HTML

This reading accompanies Chapter 2 of your book. That chapter does a nice job of introducing bits of HTML as needed. Read that first and feel free to work through their presentation. Here's an organized summary of what we learned, plus a bit more.

If you don't have Chapter 2, here's a link to a copy of a scan of the chapter. To respect the author's copyright, the link is only valid on-campus or with a password. Ask Scott if you don't have that password.

FEWD Chapter 2

Languages

We learned that web pages are written using three languages

  • HTML, which is the skelton and organs
  • CSS, the skin and clothes. We'll look at that in the next chapter.
  • JavaScript, which defines the behavior. We'll get to that later.

HTML template

Our basic page had the following template:

<!doctype html>
<html>
    <head>
        <meta charset="utf-8">
        <title>Ottergram</title>
    </head>
    <body>
        <header>
            <h1>Ottergram</h1>
        </header>
    </body>
</html>

Tags

We learned the following tags. Look at W3Schools or MDN to learn more.
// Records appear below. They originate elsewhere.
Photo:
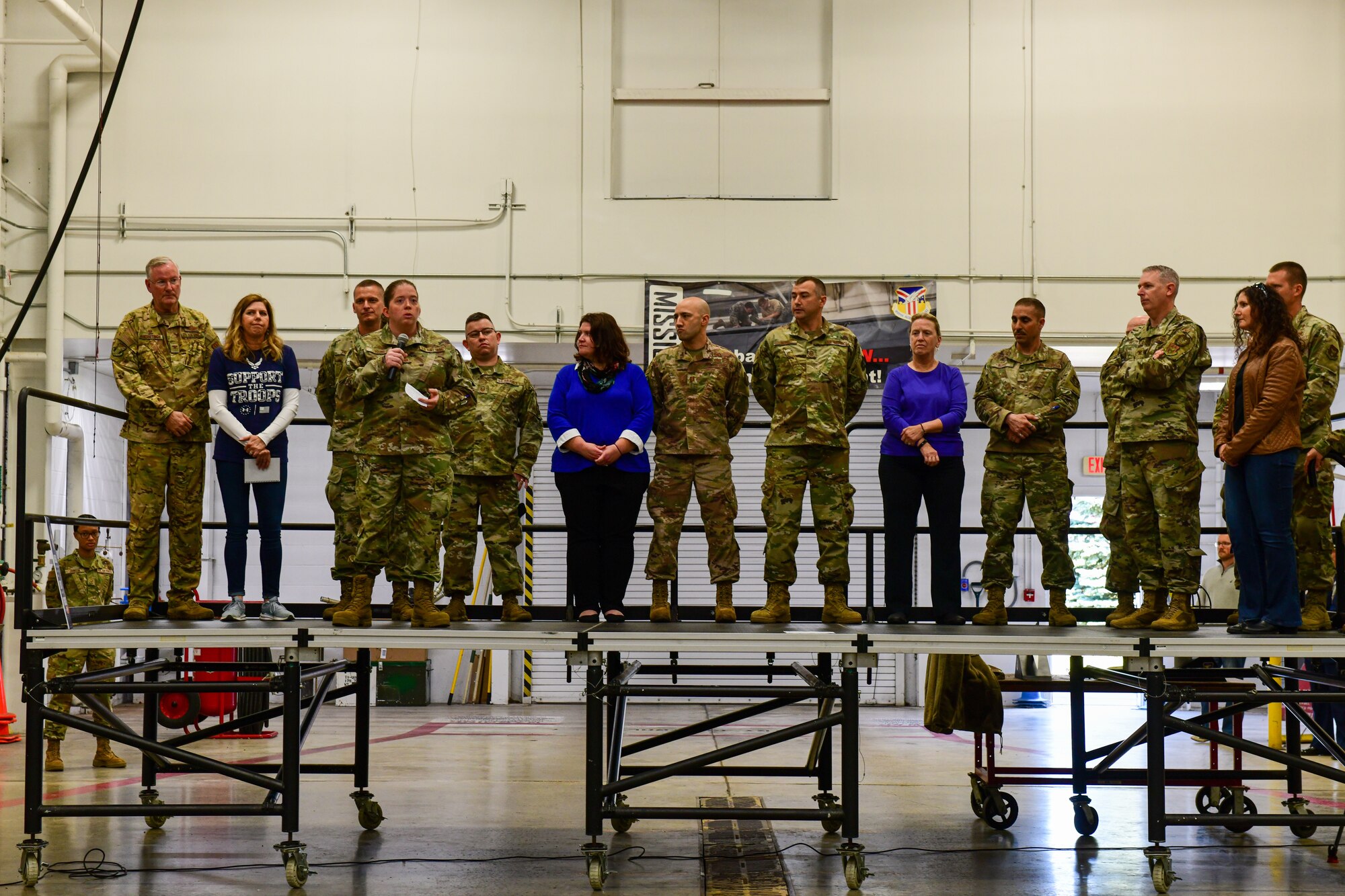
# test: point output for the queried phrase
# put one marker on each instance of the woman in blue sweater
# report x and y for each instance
(923, 407)
(601, 415)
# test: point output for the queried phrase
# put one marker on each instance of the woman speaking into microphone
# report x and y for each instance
(412, 382)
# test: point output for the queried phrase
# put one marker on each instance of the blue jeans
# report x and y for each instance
(1260, 507)
(271, 507)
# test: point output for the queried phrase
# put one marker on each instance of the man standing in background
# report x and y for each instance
(1159, 372)
(344, 481)
(1122, 571)
(161, 357)
(1023, 396)
(489, 471)
(1313, 491)
(700, 403)
(87, 580)
(810, 378)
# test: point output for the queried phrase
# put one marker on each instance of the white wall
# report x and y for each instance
(981, 143)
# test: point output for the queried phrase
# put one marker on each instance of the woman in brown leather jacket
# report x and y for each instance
(1258, 440)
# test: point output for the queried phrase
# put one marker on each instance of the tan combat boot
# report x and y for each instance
(1153, 607)
(186, 607)
(358, 612)
(138, 610)
(724, 602)
(401, 604)
(1315, 611)
(1178, 616)
(1059, 614)
(835, 608)
(660, 608)
(777, 604)
(1125, 606)
(104, 758)
(427, 614)
(512, 611)
(995, 612)
(458, 608)
(341, 604)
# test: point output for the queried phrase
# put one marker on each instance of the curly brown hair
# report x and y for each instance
(610, 346)
(1270, 322)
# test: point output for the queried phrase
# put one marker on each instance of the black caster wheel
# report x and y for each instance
(297, 869)
(154, 822)
(853, 865)
(30, 868)
(1304, 830)
(595, 857)
(1001, 810)
(1226, 807)
(1086, 819)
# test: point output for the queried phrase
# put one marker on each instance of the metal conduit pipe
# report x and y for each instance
(59, 91)
(83, 32)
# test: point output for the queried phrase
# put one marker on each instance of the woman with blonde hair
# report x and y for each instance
(254, 389)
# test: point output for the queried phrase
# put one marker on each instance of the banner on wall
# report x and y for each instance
(878, 311)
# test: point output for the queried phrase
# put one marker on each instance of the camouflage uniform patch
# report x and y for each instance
(178, 471)
(812, 385)
(669, 495)
(700, 404)
(1043, 483)
(407, 452)
(1313, 502)
(485, 463)
(1031, 471)
(88, 583)
(827, 473)
(403, 503)
(1160, 466)
(497, 499)
(161, 365)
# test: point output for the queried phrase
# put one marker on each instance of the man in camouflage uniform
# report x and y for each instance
(344, 479)
(489, 471)
(1023, 396)
(1159, 374)
(407, 454)
(700, 403)
(810, 378)
(1122, 569)
(1313, 494)
(87, 580)
(159, 358)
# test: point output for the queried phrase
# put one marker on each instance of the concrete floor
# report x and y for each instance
(466, 782)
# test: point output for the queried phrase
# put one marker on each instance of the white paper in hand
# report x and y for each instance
(416, 395)
(252, 473)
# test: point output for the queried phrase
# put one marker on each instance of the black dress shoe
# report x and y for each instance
(1262, 627)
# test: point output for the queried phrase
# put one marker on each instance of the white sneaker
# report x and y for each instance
(275, 611)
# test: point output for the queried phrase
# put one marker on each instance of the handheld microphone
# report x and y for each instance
(401, 343)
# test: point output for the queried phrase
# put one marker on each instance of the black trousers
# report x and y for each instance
(602, 506)
(906, 482)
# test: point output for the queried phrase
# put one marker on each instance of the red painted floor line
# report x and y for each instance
(430, 728)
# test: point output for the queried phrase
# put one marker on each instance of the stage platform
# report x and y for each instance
(1082, 641)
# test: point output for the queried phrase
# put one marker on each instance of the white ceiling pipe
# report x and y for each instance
(59, 89)
(84, 32)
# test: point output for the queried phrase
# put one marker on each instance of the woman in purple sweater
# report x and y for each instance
(601, 415)
(923, 407)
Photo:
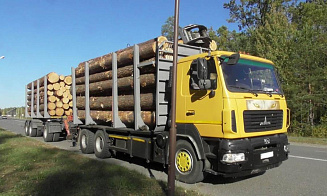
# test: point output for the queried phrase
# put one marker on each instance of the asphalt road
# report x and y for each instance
(304, 173)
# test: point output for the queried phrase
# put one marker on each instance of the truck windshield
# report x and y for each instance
(251, 76)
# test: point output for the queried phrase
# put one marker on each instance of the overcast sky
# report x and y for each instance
(42, 36)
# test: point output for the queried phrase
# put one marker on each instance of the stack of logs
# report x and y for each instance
(59, 101)
(100, 78)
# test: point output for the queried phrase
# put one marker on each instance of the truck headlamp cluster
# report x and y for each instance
(233, 158)
(287, 148)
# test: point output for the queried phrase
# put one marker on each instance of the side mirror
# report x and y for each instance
(202, 76)
(202, 69)
(233, 59)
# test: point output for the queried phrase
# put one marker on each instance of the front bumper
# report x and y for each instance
(256, 150)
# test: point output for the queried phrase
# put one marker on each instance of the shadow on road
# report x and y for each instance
(212, 179)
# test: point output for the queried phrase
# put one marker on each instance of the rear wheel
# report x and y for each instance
(86, 141)
(101, 145)
(47, 137)
(187, 166)
(31, 131)
(56, 137)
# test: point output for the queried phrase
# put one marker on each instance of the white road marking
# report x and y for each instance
(308, 158)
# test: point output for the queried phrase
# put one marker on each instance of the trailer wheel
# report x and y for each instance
(47, 137)
(26, 127)
(187, 166)
(86, 141)
(101, 145)
(31, 131)
(56, 137)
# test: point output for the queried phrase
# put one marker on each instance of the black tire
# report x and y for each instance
(47, 137)
(39, 133)
(101, 145)
(188, 168)
(86, 141)
(32, 131)
(56, 137)
(26, 127)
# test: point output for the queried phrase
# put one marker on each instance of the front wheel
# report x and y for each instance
(26, 127)
(188, 168)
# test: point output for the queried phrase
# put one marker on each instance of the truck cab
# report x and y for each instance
(236, 105)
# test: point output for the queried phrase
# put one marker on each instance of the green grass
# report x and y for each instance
(307, 140)
(30, 167)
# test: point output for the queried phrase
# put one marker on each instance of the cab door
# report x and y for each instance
(199, 99)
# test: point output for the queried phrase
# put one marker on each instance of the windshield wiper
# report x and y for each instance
(243, 88)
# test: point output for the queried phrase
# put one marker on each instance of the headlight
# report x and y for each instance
(287, 148)
(233, 158)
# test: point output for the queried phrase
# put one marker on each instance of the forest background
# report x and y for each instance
(293, 34)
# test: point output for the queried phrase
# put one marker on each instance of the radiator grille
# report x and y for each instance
(262, 120)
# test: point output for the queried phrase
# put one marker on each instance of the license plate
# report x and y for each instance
(267, 155)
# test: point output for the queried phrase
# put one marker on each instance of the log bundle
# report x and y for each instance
(101, 83)
(59, 98)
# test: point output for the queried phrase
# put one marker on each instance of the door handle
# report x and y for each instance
(190, 112)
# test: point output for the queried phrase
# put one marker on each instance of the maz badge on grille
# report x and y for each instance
(262, 105)
(266, 141)
(265, 122)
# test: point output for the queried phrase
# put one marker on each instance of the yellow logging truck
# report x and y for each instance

  • head holds meta information about the document
  • meta tells the browser the character set. More about this much later in the course. We'll always use utf-8
  • title is used for window titles, bookmarks, and is used by search engines. More important than you'd think.
  • body holds all the content
  • header holds headers and related stuff like logos
  • h1 holds the text of a major heading
  • link connects a separate file of CSS rules to an HTML file. The URL of the CSS file is the href attribute.
  • ul is a container for an unordered list (bullet list)
  • li is a container for a list item
  • img is replaced (a replaced element) with an image loaded from a separate file, specified using the src attribute.
  • a demarks a clickable hyperlink

Meaningless Tags

All the tags above have some kind of meaning associated with them. They are for some kind of content. However, HTML also comprises two meaningless tags, span and div. A span demarks some text or other inline information. (Inline content is stuff like text that fills up a line before flowing onto the next line.) A div demarks a big block or division of a document.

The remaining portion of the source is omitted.